Over my career, I’ve learned how to run productive sales meetings that last 20 minutes -- no longer. My system lets us cover all the bases without spending too much time on a single agenda item.The overarching question for these meetings is, “How can you progress each deal as quickly as possible and stay on track towards your goal?”
This is how our sales meeting looks like. There are two focus points:
1. Ask for deal statuses
The salesperson and I run through every deal in our CRM that’s about to close in our CRM. They give me a status; for example, if we’re trying to sell to ACME corporation, I’ll ask the rep if they’ve reached out recently.
If they haven’t, I’ll ask a few simple questions about the deal. This typically instills some urgency around contacting the prospect.
Then we’ll cover deals in the earlier stages of the sales process.
2. Track progress on outreach
Every rep’s goal is reaching out to 150 people per week over email or phone. During our meetings, I ask them how many emails and calls they’ve logged since our last meeting.

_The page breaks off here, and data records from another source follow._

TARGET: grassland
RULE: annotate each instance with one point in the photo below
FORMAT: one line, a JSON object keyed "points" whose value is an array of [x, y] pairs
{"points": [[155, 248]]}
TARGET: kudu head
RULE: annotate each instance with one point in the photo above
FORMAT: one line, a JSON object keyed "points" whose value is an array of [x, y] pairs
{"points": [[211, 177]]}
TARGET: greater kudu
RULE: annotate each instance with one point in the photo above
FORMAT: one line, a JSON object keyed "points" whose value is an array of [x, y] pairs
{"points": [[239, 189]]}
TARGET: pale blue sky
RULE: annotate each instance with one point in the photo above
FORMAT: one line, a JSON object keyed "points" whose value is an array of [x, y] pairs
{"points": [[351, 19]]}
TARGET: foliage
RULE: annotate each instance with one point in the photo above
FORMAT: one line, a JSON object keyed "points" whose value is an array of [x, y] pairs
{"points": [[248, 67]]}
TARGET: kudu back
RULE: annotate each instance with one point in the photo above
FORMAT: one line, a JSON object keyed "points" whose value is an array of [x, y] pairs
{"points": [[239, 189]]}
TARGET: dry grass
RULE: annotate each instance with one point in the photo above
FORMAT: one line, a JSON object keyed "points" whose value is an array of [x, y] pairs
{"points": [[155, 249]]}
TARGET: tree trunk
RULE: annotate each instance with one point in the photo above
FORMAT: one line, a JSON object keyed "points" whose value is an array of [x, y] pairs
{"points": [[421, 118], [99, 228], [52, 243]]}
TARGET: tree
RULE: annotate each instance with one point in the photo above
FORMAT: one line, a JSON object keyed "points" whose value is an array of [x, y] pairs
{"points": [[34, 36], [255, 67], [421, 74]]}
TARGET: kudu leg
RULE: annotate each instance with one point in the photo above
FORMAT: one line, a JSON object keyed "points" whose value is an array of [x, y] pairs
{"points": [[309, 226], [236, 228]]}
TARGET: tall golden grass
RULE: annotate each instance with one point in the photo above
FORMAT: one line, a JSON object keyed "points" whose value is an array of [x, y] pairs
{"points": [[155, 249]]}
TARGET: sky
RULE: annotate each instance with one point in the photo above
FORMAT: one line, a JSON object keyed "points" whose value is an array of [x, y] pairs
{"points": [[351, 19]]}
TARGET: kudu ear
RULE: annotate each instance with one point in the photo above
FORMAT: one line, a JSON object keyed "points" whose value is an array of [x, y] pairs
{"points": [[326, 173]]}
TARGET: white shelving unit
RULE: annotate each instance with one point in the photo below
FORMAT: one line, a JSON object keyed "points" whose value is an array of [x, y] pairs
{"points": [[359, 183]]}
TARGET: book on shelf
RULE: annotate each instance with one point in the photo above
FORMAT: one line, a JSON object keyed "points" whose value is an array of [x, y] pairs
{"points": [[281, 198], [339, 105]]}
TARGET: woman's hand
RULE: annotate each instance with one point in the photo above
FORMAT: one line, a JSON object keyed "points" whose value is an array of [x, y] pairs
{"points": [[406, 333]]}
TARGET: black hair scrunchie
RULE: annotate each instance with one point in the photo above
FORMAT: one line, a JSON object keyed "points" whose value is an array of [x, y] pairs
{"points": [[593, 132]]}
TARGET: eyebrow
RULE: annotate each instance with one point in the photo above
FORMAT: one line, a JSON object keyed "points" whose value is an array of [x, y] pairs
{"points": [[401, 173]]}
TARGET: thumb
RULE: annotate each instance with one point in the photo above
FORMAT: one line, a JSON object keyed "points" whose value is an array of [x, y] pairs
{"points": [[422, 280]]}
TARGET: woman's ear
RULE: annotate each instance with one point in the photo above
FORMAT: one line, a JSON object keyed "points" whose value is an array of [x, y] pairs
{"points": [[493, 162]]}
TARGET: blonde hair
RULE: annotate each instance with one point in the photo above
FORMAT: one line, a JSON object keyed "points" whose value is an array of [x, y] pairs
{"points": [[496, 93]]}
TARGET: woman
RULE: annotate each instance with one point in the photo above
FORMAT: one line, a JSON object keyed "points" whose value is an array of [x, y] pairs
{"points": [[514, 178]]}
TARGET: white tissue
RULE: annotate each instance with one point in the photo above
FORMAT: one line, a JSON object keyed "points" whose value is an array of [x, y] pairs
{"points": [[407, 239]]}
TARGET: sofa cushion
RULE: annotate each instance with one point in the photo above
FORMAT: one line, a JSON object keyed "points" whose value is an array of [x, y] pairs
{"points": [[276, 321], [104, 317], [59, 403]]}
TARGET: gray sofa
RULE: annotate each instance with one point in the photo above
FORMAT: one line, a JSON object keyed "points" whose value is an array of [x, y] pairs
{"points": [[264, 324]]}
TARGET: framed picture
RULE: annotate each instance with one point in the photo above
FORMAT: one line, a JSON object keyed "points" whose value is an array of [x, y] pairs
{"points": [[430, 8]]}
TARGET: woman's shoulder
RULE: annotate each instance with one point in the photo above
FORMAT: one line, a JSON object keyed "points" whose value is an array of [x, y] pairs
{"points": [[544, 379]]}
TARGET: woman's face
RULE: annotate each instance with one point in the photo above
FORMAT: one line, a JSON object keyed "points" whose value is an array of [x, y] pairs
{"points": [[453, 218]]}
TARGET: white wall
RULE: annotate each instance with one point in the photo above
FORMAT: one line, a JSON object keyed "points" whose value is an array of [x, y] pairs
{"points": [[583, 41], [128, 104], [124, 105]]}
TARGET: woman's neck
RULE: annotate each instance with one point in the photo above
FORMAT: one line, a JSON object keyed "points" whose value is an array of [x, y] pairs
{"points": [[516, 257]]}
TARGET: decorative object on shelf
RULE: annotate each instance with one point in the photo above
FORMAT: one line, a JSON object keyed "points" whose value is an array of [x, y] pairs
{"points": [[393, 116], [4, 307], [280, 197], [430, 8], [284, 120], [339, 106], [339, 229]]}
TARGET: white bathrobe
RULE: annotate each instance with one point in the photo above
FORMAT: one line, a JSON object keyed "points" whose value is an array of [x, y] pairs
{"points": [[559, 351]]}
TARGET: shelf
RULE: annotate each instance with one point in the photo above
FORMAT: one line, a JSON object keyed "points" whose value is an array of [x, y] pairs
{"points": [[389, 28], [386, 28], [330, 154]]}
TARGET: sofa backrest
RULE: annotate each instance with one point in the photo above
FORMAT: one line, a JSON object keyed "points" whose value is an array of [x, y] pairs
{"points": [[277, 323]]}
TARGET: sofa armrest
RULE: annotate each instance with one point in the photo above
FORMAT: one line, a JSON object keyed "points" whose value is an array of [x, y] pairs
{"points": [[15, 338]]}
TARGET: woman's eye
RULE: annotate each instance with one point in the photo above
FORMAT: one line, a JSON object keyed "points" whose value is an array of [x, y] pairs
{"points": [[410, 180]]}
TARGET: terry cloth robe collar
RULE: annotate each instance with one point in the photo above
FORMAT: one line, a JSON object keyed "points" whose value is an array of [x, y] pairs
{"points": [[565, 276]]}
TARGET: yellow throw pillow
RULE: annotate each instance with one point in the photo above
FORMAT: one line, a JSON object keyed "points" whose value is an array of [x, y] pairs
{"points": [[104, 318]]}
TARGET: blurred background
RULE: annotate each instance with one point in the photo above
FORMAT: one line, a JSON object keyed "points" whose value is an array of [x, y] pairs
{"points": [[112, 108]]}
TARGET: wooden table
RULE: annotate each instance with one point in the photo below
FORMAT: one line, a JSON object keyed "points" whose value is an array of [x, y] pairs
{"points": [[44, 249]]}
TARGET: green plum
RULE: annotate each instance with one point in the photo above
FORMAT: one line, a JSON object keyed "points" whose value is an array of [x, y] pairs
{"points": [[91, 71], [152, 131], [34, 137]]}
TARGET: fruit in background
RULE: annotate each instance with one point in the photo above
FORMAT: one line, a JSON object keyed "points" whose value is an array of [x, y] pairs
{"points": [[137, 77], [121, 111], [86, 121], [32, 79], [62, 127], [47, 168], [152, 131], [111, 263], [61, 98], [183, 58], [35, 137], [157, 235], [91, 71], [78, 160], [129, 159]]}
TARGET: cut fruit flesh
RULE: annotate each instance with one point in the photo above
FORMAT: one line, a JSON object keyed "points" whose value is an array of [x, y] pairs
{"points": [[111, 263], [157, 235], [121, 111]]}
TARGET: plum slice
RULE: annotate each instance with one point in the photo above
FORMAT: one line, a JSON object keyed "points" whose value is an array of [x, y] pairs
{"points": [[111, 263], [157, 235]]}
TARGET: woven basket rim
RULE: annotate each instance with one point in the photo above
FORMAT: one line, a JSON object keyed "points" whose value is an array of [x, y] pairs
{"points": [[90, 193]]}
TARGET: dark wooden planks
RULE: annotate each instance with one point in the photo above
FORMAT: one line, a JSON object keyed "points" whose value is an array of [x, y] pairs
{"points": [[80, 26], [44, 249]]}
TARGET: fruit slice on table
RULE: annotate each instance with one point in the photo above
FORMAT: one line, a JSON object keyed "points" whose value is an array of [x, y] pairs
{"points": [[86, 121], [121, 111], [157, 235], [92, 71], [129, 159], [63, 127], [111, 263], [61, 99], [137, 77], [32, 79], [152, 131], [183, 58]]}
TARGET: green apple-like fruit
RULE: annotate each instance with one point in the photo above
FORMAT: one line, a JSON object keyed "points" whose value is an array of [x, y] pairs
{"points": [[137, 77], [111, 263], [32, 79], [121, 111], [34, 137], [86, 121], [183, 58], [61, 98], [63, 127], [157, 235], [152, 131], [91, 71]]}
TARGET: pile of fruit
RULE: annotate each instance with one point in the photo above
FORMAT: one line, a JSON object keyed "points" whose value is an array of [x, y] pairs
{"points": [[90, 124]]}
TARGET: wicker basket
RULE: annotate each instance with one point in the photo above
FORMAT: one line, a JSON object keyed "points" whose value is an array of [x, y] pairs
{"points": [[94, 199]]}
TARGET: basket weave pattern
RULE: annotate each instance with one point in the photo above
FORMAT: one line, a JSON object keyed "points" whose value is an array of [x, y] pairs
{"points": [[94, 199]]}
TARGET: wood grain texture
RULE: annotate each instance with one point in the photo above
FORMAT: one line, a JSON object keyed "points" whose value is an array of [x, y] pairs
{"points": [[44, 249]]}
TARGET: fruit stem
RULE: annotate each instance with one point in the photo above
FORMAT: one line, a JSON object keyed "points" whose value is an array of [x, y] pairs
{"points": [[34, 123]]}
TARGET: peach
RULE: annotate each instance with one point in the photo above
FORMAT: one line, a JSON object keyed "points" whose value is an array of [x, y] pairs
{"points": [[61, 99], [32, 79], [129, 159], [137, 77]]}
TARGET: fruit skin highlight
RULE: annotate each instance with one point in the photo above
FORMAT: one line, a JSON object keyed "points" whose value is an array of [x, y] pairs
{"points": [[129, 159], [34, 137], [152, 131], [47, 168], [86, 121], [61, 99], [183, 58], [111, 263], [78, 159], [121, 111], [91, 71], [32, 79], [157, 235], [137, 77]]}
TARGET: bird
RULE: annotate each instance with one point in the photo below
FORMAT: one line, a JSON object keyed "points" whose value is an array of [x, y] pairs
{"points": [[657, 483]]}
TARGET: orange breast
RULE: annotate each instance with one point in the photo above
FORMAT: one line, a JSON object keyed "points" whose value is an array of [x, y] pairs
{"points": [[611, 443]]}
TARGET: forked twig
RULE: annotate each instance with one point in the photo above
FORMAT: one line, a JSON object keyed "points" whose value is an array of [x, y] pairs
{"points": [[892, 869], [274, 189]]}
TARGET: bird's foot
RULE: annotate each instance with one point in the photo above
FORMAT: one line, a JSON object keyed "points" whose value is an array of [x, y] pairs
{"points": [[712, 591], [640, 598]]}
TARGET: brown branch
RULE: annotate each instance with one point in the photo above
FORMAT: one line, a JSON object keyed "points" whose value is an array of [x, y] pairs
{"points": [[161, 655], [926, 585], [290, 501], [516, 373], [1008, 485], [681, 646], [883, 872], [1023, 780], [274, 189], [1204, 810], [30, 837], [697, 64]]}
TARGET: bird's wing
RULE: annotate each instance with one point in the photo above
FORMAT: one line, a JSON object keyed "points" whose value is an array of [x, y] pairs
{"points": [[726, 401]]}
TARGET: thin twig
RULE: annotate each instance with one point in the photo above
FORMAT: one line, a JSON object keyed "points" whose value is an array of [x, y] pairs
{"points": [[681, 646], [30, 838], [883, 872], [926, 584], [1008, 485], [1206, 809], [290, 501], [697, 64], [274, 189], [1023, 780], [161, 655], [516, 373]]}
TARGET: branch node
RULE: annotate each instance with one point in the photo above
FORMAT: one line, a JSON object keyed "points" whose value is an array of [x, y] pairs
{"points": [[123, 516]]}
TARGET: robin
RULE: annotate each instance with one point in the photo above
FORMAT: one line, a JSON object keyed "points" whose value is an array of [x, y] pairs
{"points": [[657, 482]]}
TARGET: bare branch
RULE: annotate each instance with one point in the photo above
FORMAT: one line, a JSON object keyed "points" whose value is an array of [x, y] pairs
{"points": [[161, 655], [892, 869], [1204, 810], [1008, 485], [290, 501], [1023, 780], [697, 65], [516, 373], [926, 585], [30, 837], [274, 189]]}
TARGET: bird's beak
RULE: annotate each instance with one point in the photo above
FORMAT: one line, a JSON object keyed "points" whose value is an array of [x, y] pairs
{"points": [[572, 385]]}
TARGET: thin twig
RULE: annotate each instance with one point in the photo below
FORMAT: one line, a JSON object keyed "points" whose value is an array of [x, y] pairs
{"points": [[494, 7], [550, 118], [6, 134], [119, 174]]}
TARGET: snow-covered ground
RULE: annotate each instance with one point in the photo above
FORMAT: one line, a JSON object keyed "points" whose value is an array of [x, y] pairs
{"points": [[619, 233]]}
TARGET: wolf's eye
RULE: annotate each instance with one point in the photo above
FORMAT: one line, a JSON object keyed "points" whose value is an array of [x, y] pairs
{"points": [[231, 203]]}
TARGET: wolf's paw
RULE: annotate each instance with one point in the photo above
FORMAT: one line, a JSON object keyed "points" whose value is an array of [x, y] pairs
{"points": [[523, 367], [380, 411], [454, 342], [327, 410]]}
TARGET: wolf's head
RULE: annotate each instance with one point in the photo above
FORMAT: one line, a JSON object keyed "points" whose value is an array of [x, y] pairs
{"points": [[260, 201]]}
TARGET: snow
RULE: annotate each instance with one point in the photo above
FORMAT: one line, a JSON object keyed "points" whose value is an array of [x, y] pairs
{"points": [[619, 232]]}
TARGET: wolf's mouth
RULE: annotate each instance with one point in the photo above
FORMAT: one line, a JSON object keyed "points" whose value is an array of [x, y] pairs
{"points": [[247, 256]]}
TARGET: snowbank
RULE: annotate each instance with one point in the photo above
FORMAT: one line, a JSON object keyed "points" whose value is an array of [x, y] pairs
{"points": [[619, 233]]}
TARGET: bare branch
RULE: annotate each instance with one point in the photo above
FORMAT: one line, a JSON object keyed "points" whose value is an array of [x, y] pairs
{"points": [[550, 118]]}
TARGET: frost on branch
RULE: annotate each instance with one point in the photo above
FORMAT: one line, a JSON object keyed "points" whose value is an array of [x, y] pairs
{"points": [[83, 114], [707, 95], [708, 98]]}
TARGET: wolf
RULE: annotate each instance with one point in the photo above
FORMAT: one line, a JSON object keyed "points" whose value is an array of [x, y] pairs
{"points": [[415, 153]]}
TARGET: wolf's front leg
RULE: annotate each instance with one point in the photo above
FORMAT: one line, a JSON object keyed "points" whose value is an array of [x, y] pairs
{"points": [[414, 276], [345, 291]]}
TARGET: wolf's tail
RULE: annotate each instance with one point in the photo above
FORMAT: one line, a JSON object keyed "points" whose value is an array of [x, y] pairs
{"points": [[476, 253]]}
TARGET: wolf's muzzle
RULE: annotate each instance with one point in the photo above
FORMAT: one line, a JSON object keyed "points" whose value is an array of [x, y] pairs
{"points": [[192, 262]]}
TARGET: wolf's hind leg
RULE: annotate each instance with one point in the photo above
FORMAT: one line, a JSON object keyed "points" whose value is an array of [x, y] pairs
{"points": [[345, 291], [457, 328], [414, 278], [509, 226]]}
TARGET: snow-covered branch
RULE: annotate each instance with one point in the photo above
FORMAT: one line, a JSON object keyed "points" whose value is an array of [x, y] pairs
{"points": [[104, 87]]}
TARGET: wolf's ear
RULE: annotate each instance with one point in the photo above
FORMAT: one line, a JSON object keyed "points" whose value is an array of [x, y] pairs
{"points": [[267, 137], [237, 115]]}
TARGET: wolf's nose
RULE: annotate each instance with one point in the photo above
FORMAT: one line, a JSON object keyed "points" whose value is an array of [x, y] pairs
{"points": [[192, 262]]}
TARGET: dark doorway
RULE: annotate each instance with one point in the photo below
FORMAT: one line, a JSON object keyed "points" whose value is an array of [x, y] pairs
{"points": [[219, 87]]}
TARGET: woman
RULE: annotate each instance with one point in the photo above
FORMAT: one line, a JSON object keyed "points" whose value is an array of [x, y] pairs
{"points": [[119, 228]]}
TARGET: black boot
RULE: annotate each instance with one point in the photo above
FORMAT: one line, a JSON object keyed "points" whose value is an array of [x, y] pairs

If necessary, look at the data to get an exact number. It’s likely your reps will either overestimate or underestimate how much work they're doing.
This is how we do it:
Our reps use this Google Sheets template to track their work. We’ve set up conditional formatting rules so that if a salesperson reaches a target (let’s say, 200), the cell turns green.
The colors change depending on how far off the target someone is. It’s a gradual progression from red to green.
Results have improved since our salespeople started following this process. We’ve also seen an increase in the number of meetings they booked by filling in these documents.
Before we implemented this, we gave our sales team a goal -- for example, booking two to three meetings per week.
Our new structure helps reps see exactly what they have to do every day. This makes executing much simpler and easier.
More importantly, it helps us keep our meetings short. All the information we need can be found in the document, so our meetings are focused on the important things.
To see a full breakdown of this document and get it as a template, watch this video.
What’s your purpose?
Setting a purpose helps keep sales meetings short and to the point. You are asking your team members for their time, and you need to respect and acknowledge that by keeping the meeting relatively short.
So what’s the purpose of your sales meetings? It could be any of the following:
Getting everyone up to speed
Planning next steps
Setting and monitoring KPIs
Resolving issues and tackling challenges
Ideally, a sales meeting would have a single goal. But that’s hard to pull off. As long as you’re tackling less than three objectives, you can still have an effective meeting.
Setting the structure
Provide an agenda in the calendar invite for a meeting. This gives your reps time to do their homework, so they’ll come with ideas and relevant questions.
Here’s a sample meeting agenda:
Reviewing numbers from last week
Planning for this week
Answering any questions they have
Other (assigning specific tasks, etc)
What if one of the team members raises a critical topic? If it’s related to the agenda, address it. But set a time limit for those discussions and quickly return to the current agenda.
Take a look at the type of questions your reps may have:
I sent out all these emails. My open rate is around 10%; how do I get it to 30%?
Here are 15 leads -- is this who I should be targeting?
I'm getting a lot of responses, but few meetings. What do you think I need to change?
So you have your purpose and your agenda. What happens when the meeting ends?
A sales meeting should always end with a plan for action. If it doesn’t, it’s not truly productive.
Your rep must walk away with an achievable goal in mind. Then, in the next meeting, you can discuss whether they achieved it.
Here are a few examples:
Get the client to proposal stage
Land on a defined budget
Identify and book a meeting with the decision maker
Follow these tips, and your meetings will be short and productive.